The Chinese alphabet is very much a dictionary. All the major tokenizers are far larger.

dpark 11 days ago | parent | next [-]

That doesn’t make any sense. A alphabet is a list of valid characters. A dictionary is not just a list. Even in a language like Chinese where individual characters carry meaning, a dictionary tells you what that meaning is. It’s not just a list of characters.

Or to echo article, the dictionary is made out of weights.

simonh 11 days ago | parent | prev | next [-]

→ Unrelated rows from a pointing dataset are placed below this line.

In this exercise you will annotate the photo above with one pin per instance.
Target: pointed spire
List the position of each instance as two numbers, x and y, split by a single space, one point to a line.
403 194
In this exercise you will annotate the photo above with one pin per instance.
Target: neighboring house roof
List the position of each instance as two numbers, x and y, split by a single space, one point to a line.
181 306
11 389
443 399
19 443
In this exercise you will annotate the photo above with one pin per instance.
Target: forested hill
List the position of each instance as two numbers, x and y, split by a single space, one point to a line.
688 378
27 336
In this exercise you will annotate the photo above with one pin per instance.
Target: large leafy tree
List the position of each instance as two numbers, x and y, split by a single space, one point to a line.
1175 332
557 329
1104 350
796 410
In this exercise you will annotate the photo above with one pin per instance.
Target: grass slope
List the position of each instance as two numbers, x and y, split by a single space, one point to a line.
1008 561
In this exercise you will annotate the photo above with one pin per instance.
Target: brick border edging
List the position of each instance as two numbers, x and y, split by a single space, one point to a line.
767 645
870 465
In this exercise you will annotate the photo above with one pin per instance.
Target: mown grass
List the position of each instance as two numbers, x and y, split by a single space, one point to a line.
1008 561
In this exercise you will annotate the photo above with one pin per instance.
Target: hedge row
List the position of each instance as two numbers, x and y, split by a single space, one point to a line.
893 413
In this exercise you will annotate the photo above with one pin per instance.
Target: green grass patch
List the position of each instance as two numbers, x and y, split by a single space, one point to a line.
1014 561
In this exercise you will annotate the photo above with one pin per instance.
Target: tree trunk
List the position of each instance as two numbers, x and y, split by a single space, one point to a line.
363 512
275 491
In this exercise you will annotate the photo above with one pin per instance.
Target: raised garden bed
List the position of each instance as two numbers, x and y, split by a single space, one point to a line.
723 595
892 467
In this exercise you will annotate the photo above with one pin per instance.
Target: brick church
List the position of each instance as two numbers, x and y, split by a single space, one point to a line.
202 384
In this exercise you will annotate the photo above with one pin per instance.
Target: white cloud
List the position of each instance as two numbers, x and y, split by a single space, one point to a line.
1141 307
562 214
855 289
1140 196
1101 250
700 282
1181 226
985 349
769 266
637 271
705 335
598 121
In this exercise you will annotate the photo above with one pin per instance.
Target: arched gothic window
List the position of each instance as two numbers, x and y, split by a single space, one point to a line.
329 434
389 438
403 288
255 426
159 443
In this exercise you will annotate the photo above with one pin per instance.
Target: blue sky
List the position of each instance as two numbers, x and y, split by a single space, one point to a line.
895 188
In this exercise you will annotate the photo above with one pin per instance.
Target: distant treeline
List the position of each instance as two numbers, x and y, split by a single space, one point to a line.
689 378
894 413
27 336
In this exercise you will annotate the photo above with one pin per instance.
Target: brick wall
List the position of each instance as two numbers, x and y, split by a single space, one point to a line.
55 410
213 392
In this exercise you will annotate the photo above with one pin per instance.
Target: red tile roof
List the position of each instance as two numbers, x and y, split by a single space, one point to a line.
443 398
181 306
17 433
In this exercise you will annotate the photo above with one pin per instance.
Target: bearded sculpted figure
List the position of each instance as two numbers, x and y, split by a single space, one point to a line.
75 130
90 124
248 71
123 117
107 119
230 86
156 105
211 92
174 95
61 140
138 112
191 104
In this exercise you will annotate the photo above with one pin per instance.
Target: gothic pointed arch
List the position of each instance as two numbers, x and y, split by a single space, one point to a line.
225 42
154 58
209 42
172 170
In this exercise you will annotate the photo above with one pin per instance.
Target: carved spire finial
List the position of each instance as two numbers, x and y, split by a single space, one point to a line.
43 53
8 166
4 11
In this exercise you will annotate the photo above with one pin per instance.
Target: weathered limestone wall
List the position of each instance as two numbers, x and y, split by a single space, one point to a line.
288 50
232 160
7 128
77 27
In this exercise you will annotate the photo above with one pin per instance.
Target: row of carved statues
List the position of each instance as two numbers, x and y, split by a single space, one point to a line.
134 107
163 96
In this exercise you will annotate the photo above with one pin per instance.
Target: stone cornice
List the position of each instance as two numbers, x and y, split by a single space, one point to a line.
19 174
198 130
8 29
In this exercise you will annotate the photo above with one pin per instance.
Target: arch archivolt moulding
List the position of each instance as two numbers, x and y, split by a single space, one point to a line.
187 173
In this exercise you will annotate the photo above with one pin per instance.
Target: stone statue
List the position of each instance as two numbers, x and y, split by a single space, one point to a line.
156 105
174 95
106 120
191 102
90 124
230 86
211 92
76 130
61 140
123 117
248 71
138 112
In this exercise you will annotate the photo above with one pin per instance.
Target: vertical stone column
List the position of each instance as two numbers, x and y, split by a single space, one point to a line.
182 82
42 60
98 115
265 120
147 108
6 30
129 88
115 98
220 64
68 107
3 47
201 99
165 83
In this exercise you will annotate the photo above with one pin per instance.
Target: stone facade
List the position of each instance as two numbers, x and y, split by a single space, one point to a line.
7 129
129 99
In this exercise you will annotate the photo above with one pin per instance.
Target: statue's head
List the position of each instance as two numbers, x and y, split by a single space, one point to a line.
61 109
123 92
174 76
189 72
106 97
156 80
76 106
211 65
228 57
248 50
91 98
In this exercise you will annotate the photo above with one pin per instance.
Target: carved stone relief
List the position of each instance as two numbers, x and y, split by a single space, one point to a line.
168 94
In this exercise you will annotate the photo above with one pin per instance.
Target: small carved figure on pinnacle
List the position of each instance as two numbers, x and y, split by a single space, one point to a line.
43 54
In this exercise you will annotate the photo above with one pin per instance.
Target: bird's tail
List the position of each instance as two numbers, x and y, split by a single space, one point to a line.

A list of words isn’t a dictionary. What a dictionary adds over a list of words is all the relationships between the words needed to interpret them and use them, and all of that is in the weights.

JdeBP 11 days ago | parent [-]

We should tell the Unix people that they've been giving /usr/share/dict the wrong name for over three decades. (-:

yencabulator 11 days ago | parent [-]

I mean, they did, and we have, and we've also stopped doing that.

https://en.wikipedia.org/wiki/Words_(Unix)

JdeBP 11 days ago | parent [-]

We should start telling them again, then. (-:

In the current versions of FreeBSD, NetBSD, DragonFlyBSD, Illumos, and Debian, it is still /usr/share/dict .

* https://cgit.freebsd.org/src/tree/share/dict/

* https://cvsweb.netbsd.org/bsdweb.cgi/src/share/dict/

* https://gitweb.dragonflybsd.org/?p=dragonfly.git;a=tree;f=sh...

* https://cvsweb.openbsd.org/src/share/dict

* https://refspecs.linuxfoundation.org/FHS_3.0/fhs/ch04s11.htm...

* https://packages.debian.org/sid/all/wbritish/filelist

Amusingly for https://en.wikipedia.org/wiki/Special:Diff/325776830 , the last place to use /usr/dict (Debian, which changed it in 1998; Berkeley having changed it in Net/2 in 1991) stopped doing so years before Wikipedia was invented.

simonh 8 days ago | parent [-]

Sure, but the fact that people are doing something isn't evidence that it isn't a mistake. Also they may be stuck due to concerns about backwards compatibility. There may be games and utilities they are shipping, that come from upstreams, that rely on these files.

canjobear 11 days ago | parent | prev | next [-]

A mapping of Chinese characters to integers (like a tokenizer) would not be a dictionary. You’d also need definitions. At best it’s an index to a hypothetical dictionary.

maxbond 11 days ago | parent | prev [-]

It's beside the point and so I only note it out of interest, but the Chinese writing system doesn't use an alphabet (or a syllabary like Japanese kana), it's logography.